Cancer is complex. However, through new technologies, improved methods, and a few decades of increased knowledge, we are driving research into a diverse portfolio of novel immuno-oncology therapies and combinations that may have the potential to change cancer as we know it.
The concept of immuno-oncology isn’t new, it originated in the 19th century, however it has only emerged in the last decade as a novel treatment approach to fight cancer by harnessing the body’s own immune system to treat cancer.

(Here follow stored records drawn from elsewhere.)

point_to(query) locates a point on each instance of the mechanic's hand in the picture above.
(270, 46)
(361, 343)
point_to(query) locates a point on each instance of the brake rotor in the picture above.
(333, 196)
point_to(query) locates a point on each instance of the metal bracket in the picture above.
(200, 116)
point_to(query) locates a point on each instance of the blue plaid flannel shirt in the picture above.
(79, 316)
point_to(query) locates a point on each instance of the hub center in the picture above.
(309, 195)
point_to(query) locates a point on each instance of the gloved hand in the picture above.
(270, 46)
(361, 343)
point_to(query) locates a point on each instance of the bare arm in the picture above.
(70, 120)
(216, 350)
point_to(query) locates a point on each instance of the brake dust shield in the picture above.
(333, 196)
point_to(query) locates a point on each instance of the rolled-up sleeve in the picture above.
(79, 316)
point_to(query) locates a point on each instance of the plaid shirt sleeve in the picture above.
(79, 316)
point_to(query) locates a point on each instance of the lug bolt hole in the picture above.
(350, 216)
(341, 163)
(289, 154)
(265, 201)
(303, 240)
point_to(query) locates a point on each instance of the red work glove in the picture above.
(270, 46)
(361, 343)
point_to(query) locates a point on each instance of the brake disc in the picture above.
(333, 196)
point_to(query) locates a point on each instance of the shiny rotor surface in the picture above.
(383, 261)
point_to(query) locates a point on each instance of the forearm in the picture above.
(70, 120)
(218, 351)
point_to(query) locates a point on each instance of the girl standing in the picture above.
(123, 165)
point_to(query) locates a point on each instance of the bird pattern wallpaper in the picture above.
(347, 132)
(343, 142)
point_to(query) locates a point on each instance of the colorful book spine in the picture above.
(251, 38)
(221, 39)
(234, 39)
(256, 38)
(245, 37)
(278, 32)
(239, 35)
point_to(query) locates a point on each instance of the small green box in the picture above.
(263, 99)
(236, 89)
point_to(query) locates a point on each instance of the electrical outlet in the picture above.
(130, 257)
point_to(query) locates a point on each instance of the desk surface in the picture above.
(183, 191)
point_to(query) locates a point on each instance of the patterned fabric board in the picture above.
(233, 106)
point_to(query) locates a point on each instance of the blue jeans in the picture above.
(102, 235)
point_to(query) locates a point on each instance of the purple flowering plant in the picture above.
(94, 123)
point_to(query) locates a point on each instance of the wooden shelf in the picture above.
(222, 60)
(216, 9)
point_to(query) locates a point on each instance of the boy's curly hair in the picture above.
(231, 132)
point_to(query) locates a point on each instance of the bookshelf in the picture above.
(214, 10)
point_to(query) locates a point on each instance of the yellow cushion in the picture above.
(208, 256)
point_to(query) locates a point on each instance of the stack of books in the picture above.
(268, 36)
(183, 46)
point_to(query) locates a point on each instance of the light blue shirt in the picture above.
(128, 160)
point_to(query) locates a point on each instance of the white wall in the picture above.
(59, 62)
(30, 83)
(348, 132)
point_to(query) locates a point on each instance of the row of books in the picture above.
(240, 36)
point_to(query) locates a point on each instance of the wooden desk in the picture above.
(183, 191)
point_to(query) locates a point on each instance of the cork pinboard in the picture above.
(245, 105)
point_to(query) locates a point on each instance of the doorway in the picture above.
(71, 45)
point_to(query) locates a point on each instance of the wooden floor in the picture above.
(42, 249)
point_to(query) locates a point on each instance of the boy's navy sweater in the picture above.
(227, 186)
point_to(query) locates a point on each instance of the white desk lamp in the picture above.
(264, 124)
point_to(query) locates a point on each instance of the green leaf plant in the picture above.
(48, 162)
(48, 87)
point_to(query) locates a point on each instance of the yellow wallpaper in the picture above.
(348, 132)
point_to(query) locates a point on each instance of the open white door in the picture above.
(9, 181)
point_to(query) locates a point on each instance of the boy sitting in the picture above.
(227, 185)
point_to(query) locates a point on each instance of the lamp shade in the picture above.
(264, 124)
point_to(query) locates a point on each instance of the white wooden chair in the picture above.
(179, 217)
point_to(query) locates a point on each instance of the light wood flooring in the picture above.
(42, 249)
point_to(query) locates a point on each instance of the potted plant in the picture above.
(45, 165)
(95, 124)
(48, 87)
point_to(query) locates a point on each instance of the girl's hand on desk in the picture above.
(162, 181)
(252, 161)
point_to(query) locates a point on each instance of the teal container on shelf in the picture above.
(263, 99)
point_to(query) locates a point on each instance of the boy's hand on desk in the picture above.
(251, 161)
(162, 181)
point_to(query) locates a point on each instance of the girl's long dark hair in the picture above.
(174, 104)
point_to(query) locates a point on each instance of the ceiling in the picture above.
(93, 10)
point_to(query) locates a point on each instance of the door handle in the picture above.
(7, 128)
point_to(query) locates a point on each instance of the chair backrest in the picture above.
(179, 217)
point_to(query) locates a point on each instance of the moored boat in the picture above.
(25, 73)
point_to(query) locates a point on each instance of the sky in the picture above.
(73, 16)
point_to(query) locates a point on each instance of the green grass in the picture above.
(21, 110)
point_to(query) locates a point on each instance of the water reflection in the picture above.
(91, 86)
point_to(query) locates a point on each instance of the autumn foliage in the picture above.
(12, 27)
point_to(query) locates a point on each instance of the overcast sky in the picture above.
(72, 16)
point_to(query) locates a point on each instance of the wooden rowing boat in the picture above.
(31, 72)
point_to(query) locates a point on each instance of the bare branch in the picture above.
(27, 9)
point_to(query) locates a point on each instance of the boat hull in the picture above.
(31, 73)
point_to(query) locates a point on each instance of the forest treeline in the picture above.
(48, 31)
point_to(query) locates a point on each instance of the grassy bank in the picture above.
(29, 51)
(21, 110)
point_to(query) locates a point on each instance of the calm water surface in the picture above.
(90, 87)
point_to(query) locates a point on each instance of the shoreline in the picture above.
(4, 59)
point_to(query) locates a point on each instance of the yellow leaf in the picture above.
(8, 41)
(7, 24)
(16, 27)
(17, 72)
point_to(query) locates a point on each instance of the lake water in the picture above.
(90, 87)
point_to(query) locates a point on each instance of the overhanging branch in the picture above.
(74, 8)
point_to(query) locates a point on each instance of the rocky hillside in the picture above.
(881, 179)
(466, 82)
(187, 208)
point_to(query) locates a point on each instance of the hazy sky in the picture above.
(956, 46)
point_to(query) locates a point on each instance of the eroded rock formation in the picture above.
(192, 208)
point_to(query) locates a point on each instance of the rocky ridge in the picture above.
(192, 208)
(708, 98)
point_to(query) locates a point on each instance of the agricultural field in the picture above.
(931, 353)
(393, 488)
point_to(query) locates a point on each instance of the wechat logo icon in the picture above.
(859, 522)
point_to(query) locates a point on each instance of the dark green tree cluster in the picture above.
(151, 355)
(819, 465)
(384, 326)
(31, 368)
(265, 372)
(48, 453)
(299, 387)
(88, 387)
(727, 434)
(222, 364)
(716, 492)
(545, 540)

Immuno-oncology agents have achieved impressive survival improvements in a variety of tumor types that were once thought to be difficult to treat. But how do immuno-oncology treatments work? It starts with T cells, which are an important part of our immune system and produce proteins called checkpoints that help keep the immune system in “check” by not acting too aggressively. However, the checkpoints can also prevent T cells from recognizing and killing cancer cells. When these checkpoints are blocked with drugs called checkpoint inhibitors, the T cells function better and can attack cancer cells. The leading type of checkpoint inhibitors includes those targeting the interaction between the checkpoint PD-1 and PD-L1, a protein found on tumor cells.
Both the growing number of therapeutic options and explosion in the number of trials evaluating these therapies is encouraging for patients and the future of oncology research. While the current approved checkpoint inhibitors have changed the treatment landscape, more research is needed on potential new targets given that fewer than 30% of patients currently benefit from these therapies.
At GSK, our goal is to enable the immune system to target and potentially offer a cure for all types of cancer through personalized approaches to treatment. This is why we are exploring the potential of the CD226 axis, a promising new target for the next generation of immuno-oncology therapies. The axis includes a versatile group of immune checkpoints (CD96, PVRIG and TIGIT) that play a critical role in immune surveillance and allow cancer cells to evade detection and destruction. CD226 is a molecule expressed on the surface of T and NK (natural killer) cells which binds to CD155 and CD112 on tumor cells to stimulate an immune response. However, the immune checkpoints TIGIT, CD96, and PVRIG compete with CD226 binding to CD155 and CD112, and the interactions and balance between these checkpoints determine the profile of immune cell activation and, ultimately, anti-cancer immunity.
By blocking the interaction between CD96, TIGIT and PVRIG with their partner proteins on tumor cells with checkpoint inhibitors, the immune system may be able to better fight cancer. GSK has the leading portfolio of antibodies targeting these checkpoints in the CD226 axis and is uniquely positioned to evaluate their potential for patients with multiple different cancers through various novel combinations, including doublets and triplets.
We’re proud to be at the forefront of this research that could usher in the next generation of immuno-oncology treatments and has immense potential to improve outcomes for patients.